Heyfec1
"Заметки" "Старина" Архивы Авторы Темы Гостевая Форумы Киоск Ссылки Начало
©"Заметки по еврейской истории"
Декабрь  2007 года

 

Михаил Хейфец


Куда приводит цивилизация?

(А. Никонов «Судьба цивилизатора. Теория и практика гибели империй», М., изд. НЦ ЭНАС, 1006 г.)

 

  

Одной из своеобразных книг, изданных в России, мне видится недавняя «Судьба цивилизатора» Александра Никонова.

По сути, текст представляет собой обширное размышление автора о «прогрессорах имени братьев Стругацких», особых людях, которые кажутся «посланниками из будущего» в Средневековье. Они пытаются (чаще - безуспешно) вносить факел разума в инертную массу охранителей животного начала среди Homo sapiens. Тема книги, по замыслу Никонова, есть некая история Римской империи, изначальный проект Объединённой Европы, ответ, расширенный на две сотни с лишним страниц, на вопрос, почему вся Европа могла объединиться вокруг маленького городка в Италии (Никонов напоминает читателям: на момент возникновения Римской республики она по площади составляла… четвертую часть современной Москвы!). «Честно говоря, я планировал написать книгу про Древний Рим, а получилось, как это всегда у меня бывает, про цивилизацию. Ну что ж, значит, судьба» (стр. 18).

 

* * *

 

По логике Никонова, история современного человечества началась с конфликта между мирными земледельцами и воинственными кочевниками, отбиравшими часть урожая у хозяев земельных участков. Исторически появилась на Земле возможность выращивать продуктов больше, чем необходимо для прокорма семьи труженика! И «излишки» считали желательным и необходимым отобрать себе тогдашние «меченосцы». Возникло среди человечества первое сословное деление «между мечом и плугом», первое деление племён на касты, а следствием стало появление организованного государства.
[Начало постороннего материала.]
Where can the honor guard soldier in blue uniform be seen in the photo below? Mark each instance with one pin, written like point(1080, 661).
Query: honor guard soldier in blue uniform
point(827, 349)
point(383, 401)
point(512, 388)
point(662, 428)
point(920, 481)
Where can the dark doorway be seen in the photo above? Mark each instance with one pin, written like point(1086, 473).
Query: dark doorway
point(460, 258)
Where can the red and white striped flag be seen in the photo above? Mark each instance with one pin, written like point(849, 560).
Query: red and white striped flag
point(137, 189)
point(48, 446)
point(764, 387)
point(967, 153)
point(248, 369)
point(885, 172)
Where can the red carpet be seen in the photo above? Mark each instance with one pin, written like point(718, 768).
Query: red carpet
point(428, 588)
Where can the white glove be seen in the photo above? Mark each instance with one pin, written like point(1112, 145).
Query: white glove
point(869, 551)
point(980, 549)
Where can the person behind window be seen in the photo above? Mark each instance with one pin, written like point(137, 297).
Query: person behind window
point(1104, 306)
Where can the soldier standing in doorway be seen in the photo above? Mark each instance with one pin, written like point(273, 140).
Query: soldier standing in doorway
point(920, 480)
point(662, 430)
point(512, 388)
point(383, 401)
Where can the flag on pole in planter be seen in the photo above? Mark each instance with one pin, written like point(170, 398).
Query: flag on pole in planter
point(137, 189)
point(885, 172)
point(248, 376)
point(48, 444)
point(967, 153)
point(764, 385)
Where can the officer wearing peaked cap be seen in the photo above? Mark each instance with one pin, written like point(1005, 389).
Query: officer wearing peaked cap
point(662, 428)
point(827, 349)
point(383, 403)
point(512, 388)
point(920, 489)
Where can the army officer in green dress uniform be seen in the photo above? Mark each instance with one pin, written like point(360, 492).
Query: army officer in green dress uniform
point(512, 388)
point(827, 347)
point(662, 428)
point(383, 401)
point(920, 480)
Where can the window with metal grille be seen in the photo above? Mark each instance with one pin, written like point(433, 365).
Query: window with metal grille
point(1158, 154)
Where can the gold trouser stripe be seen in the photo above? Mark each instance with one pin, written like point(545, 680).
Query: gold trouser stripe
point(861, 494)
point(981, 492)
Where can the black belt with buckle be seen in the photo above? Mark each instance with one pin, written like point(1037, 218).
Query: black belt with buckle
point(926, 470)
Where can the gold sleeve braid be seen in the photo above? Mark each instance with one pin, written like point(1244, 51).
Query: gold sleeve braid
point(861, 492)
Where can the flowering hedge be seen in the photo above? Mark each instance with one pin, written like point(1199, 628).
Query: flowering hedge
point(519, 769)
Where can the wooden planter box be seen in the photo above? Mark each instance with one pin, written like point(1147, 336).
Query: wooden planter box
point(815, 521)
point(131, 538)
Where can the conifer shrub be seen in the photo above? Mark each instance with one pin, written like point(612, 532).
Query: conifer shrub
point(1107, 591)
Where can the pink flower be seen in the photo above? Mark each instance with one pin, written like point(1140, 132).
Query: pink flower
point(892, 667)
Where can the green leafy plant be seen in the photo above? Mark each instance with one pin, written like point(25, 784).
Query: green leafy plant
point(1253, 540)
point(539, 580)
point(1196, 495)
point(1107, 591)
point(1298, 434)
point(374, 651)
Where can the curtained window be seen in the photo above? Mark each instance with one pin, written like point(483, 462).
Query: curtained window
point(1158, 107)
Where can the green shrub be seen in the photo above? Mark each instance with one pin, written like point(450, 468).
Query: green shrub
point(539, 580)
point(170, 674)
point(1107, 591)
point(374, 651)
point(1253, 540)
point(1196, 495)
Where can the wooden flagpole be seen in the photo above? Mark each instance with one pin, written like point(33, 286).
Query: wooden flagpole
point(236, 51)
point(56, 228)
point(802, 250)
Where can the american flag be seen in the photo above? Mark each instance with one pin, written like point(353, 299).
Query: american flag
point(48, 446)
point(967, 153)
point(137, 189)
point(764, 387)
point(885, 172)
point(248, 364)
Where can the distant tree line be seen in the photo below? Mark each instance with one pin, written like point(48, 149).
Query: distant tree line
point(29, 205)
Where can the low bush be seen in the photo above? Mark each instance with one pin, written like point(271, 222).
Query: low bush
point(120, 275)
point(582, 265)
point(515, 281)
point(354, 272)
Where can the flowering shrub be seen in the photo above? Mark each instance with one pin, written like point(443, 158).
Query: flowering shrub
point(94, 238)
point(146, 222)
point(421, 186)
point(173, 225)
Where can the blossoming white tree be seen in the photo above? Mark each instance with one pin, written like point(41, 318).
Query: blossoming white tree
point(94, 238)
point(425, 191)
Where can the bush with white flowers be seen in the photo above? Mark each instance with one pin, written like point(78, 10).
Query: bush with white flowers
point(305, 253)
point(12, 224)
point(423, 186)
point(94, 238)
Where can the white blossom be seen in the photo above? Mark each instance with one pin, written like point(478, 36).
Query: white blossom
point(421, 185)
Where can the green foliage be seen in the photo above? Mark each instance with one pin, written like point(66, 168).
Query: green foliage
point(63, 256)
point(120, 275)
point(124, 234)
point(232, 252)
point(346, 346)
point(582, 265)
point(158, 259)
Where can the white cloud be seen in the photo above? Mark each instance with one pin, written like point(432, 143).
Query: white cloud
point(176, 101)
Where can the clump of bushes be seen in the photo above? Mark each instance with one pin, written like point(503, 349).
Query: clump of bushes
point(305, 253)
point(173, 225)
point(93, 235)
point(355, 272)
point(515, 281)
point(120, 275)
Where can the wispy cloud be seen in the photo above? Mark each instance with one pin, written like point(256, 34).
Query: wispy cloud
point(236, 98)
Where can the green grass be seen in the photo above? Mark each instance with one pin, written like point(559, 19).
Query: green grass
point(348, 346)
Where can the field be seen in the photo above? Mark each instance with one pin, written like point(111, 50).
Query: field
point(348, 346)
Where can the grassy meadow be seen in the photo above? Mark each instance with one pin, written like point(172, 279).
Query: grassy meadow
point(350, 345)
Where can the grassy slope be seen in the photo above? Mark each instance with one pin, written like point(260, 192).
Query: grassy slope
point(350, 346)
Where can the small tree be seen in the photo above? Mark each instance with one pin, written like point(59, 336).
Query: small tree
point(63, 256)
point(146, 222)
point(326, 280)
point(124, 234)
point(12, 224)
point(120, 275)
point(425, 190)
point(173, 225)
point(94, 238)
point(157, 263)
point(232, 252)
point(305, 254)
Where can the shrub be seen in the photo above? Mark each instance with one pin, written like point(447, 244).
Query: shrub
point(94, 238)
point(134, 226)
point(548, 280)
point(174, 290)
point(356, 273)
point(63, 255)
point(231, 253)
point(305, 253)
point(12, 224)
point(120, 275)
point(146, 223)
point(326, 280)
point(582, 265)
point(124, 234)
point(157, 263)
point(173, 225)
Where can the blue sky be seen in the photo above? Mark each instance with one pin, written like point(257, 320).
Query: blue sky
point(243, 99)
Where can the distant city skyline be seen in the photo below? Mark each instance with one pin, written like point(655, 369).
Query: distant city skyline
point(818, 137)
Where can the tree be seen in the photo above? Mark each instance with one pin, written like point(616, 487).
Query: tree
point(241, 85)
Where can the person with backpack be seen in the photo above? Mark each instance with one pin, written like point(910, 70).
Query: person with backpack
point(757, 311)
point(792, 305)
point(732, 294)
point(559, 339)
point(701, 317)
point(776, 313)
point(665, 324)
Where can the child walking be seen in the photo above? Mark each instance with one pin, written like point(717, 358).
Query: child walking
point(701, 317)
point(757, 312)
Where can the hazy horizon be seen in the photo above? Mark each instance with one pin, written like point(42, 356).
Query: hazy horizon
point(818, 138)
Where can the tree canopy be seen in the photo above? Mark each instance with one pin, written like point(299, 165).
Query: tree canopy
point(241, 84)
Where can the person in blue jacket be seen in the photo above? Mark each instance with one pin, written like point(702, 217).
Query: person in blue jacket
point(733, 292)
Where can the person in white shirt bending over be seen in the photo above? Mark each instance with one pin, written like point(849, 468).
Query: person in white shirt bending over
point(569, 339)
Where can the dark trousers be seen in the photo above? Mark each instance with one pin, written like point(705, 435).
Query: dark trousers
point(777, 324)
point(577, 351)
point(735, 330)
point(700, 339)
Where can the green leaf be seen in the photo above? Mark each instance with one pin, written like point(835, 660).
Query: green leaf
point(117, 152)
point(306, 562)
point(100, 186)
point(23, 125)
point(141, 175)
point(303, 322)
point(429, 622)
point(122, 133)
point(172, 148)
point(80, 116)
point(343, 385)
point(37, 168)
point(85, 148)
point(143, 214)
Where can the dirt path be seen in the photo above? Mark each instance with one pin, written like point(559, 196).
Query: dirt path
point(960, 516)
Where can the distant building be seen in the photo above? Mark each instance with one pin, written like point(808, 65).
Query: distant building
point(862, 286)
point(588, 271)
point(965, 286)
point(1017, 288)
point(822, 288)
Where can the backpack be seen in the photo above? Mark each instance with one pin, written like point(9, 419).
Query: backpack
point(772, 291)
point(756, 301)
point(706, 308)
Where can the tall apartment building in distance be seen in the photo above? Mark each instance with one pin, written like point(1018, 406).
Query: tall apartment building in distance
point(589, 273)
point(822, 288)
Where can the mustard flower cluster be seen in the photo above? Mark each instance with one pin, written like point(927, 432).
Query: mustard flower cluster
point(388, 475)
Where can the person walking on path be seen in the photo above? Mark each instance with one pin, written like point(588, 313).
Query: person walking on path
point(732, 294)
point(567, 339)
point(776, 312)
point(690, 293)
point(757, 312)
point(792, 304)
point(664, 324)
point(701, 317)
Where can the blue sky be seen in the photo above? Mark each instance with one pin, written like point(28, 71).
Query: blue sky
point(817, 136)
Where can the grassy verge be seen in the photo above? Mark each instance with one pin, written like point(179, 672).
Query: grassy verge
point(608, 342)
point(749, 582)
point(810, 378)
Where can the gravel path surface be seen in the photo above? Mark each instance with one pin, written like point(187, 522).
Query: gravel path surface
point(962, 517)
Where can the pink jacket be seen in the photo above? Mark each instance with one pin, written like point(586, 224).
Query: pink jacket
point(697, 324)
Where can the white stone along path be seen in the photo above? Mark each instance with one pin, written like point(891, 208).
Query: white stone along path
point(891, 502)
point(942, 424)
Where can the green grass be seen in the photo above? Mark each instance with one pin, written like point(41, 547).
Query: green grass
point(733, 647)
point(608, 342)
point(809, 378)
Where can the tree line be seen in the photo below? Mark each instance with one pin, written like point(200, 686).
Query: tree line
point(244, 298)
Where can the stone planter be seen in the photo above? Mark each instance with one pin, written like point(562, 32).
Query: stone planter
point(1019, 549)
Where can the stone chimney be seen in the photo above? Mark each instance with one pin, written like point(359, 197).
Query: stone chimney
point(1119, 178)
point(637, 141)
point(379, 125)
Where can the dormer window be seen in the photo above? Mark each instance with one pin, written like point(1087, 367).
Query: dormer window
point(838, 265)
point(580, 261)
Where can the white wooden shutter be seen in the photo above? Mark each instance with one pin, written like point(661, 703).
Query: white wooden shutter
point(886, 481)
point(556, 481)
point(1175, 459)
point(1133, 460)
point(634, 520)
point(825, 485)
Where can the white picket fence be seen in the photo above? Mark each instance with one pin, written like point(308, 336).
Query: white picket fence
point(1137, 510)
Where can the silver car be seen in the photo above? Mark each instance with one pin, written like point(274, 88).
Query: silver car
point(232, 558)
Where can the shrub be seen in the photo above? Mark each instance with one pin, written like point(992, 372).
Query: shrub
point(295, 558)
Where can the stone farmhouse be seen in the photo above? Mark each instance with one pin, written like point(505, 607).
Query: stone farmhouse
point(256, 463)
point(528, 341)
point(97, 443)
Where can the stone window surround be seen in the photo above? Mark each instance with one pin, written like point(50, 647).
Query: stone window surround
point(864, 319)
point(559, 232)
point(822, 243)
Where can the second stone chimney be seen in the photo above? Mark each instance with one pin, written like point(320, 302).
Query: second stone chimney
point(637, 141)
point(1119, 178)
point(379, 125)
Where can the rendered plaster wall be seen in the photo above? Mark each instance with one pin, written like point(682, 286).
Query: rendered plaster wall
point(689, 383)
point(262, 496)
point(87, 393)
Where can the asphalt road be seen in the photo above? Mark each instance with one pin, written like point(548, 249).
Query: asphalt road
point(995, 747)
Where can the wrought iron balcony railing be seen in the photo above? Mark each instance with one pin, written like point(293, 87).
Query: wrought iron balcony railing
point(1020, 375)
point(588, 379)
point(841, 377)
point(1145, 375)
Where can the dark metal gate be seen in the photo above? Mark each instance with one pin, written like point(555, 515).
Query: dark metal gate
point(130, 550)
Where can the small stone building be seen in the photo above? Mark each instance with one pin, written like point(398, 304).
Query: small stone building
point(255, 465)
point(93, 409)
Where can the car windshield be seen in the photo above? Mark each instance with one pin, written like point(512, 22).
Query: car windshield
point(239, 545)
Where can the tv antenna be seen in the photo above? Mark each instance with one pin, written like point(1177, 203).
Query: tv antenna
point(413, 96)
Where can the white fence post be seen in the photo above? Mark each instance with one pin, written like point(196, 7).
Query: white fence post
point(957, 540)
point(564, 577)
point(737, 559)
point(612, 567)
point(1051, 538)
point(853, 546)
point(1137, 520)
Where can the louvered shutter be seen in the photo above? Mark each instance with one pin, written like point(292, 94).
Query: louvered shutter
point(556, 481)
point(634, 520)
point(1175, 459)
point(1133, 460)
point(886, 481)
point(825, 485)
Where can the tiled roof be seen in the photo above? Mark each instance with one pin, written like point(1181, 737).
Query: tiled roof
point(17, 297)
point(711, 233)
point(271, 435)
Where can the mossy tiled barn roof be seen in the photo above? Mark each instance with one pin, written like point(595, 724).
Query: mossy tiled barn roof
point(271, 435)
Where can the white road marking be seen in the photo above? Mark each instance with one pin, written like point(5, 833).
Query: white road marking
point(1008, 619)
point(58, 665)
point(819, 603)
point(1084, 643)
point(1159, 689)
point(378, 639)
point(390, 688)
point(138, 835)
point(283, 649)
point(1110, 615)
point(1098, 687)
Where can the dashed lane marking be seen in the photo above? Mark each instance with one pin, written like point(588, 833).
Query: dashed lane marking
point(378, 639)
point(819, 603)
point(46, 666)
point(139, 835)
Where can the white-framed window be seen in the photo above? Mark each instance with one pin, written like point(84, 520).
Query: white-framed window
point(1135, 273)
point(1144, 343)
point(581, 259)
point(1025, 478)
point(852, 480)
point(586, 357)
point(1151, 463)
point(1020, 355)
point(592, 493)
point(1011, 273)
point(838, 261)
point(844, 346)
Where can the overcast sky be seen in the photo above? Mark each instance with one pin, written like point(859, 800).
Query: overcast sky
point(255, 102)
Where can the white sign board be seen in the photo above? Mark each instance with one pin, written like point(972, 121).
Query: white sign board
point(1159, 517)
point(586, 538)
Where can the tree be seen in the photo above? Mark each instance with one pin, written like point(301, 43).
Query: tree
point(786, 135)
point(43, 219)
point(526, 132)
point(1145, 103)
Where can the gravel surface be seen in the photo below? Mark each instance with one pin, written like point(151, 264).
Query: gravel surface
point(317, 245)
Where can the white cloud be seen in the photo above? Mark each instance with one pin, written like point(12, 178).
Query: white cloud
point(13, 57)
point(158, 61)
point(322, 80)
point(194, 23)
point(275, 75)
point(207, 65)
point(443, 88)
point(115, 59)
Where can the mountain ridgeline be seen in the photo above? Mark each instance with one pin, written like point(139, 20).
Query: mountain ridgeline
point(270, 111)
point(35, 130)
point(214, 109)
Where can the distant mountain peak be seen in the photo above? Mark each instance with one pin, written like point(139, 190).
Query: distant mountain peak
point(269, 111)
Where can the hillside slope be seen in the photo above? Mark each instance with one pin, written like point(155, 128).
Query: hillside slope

Разумеется, вышесказанное - грубая схема, в конце концов, даже для самого процесса земледелия виделось необходимым, например, объединение усилий землепашцев – требовалось рыть каналы, строить водочерпательные механизмы и всё такое прочее, и именно владельцы мечей взяли на себя такие функции – объединителей труда. Кроме того, защита своей территории является видовым рефлексом у животных, состоящих в родстве с человеком, и у нас, конечно, тоже. Почему некомфортно чувствует себя и самая сильная тварь, забредая на чужую территорию? Никонов припоминает забавный факт именно среди людей: даже мощной футбольной команде труднее играть на чужом поле! «Человек не догадывается, какая миллионолетняя программа в данный момент автоматически в нём сработала» (стр. 30).

Внутривидовая конкуренция, т. е. внутричеловеческая, особенно жестока – ибо «соперник по виду» посягает на твою же экологическую нишу, с ним, кажется, вообще не ужиться! И наличие защитников с мечами психологически казалось необходимыми самим земледельцам… Но факт привел к тому, что в некоторых деревенских империях среди высших сословий «возникло мнение, что если крестьяне почему-либо живут зажиточно – сие есть прямая недоработка управляющих классов» (стр. 36).

Особенностью именно Римской цивилизации Никонов считает сплав обычных достоинств сельского, или, как он выражается, деревенского государства - упёртости, спокойной уверенности в своём праве на свою землю, на родину, договороспособности, свойства обязательного в узком мире, где все друга знают и цену друг другу тоже знают, и всё это в Риме сочеталось с городской хваткостью, ловкостью, с умением размышлять над миром и вечно возникающей новизной.

Переломным моментом европейской истории автор видит в смертельной схватке великих империй, возникших некогда в Средиземноморье, – финикийского Карфагена, духовного наследника восточных держав – Ассирии, Вавилона, Селевкии, с их естественным культом завоеваний для расширения своей власти и ограбления чужих территорий, с одной стороны; и Рима, проводившего совершенно новую в своё время имперскую политику. Политику, характерную более для современных империй – Британии, потом СССР, потом США. Вот набросок автора, с чего начиналась новая эпоха империй: «Демократия, закон, общественная договорённость о допустимых налогах плюс острое ощущение личной свободы – вот те черты, которые передались по наследству европейской цивилизации. И проросли в ней удивительными побегами» (стр. 81).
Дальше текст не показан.